And with an opening 92 yard return to score a touchdown in thd first 20 seconds of the game – I thought – we’re in for one hellava game…or one hellava blood blath. Either way – should be fun.
Well, I was wrong.
Well before Prince – or the artist formerly known as – took the stage for a less than memorable purple-clad freak show – I was yawning in my beer. So thank goodness for my entertainment salvation of the evening – ROME.
ROME – that ancient republic, oratorical Mecca, hedonistic breeding ground, and now top-rated HBO series – you saved me from two more quarters of over-hyped, disinterested Sunday evening mediocrity.
But, Scarlett, how could an HBO series could possibly surpass the Super bowl on the A/V meter 'o entertainment? You may ask?
Please indulge me as I enumerate the reasons why HBO's ROME surpassed Superbowl XLI
SUPERBOWL XLI | HBO'S ROME |
FCC squashed all nudity and sexually inappropriate humor or content making the entertainment surrounding the athletic displays child friendly and adult sedating | Nudity that would make even Janet Jackson's wardrobe malfunction look a mere trifle at a Sunday school gathering |
Taking dozens of uniformed, padded down men, putting them in an arena, and setting them loose over a football | Taking dozens of scantily clad men, putting them in an arena, and …well anything goes! |
Bears vs. Colts | Redheaded Power Struggle |
Peyton Manning avoiding being sacked | Atia of the Julii avoiding being poisoned |
Half-time show involves Prince singing his rendition Proud Mary | Half-time show involves sniveling spy getting beaten to a bloody pulp because "if the confession isn't obtained through torture, it's not legal" |
Five turnovers due to slippery hands and in climate weather | 4 turnovers as Octavian defeats Mark Antony and begins his march into ROME; Atia thwarts Servilia's attempt at murder; Servilia is saved by the corrupt Jewish servant who seeks redemption; Verenus is found and saves his children |
This striking comparison begs the question – have we advanced as a society and as a species or deteriorated over time? Clearly we have evolved if we are entertained by merely the tossing and running of a ball vs. mutilation by wild animals, and literal mortal combat for our amusement. We now reserve those activities as pastimes of the statesmen rather than of the citizens – a spectacle best viewed in private and away from the huddled masses.

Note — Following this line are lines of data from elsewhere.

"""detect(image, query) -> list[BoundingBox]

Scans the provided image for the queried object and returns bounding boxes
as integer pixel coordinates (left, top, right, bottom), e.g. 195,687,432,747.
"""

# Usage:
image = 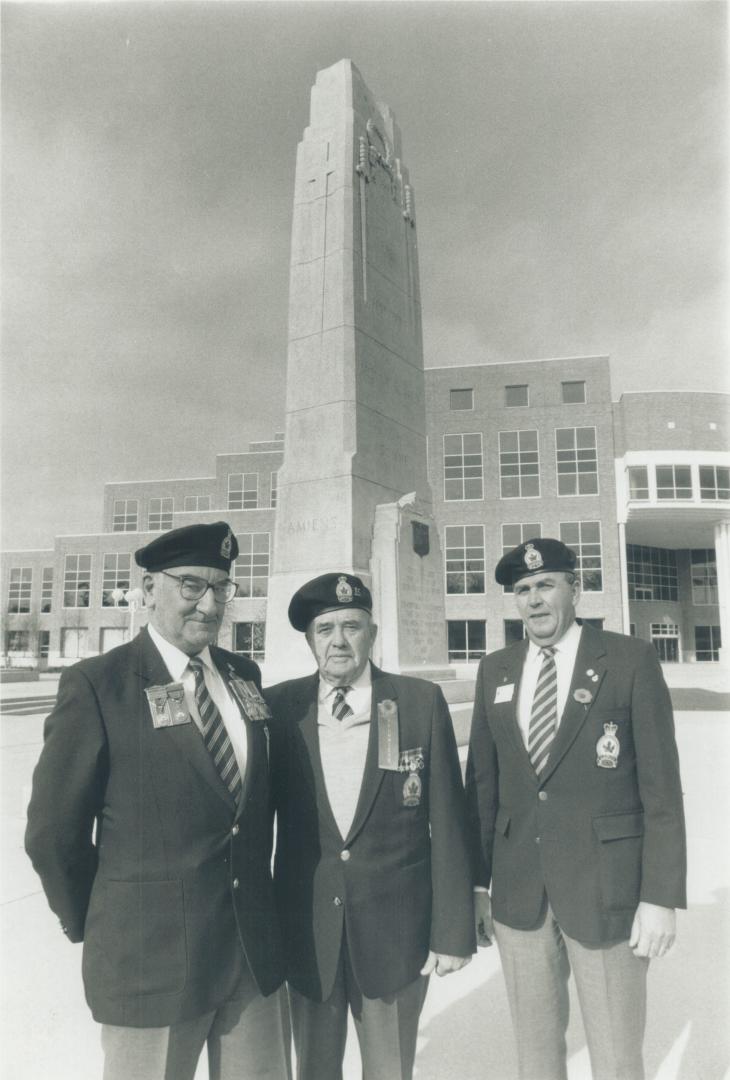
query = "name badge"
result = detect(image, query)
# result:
495,683,514,705
378,698,400,772
145,683,192,728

Additionally – who’s to say we have actually evolved when we no longer require actual human sacrifices to get our daily fill of violence? When we are now capable of satiating our hunger for those deeds to which gladiators owe their fame through special effects, high definition TV and the imagination of screenwriters, directors and Steven Spielberg.

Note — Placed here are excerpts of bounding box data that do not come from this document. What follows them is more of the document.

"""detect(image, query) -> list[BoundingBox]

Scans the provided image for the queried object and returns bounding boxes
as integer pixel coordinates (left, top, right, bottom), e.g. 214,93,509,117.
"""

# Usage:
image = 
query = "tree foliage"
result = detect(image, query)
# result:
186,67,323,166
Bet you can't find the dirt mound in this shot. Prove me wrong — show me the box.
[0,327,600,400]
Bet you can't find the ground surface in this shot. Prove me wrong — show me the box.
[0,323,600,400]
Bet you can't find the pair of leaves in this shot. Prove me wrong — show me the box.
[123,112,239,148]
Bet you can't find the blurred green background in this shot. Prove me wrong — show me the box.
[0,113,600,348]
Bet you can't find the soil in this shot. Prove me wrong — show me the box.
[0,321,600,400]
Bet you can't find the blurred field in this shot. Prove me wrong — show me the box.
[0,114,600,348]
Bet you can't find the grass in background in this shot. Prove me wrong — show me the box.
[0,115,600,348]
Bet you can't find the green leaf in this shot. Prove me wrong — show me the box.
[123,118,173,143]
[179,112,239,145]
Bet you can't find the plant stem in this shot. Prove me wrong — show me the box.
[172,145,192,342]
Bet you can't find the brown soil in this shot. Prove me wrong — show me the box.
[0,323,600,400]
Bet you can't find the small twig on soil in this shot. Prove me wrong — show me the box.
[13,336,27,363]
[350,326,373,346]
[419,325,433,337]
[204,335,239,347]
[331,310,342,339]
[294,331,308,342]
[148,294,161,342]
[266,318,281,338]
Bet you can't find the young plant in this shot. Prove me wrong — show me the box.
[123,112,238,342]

Frankly, I would be curious to explore just why this is – that we seek to see such horrors in order to be entertained – ROME, 24, The Sopranos. Is it because these scenes depict actions and violence we ourselves are incapable or unwilling to inflict on others? Or perhaps it makes us feel fortunate about our every day lives that no matter how bad they get….we’re not being fed to the lions…not literally anyway.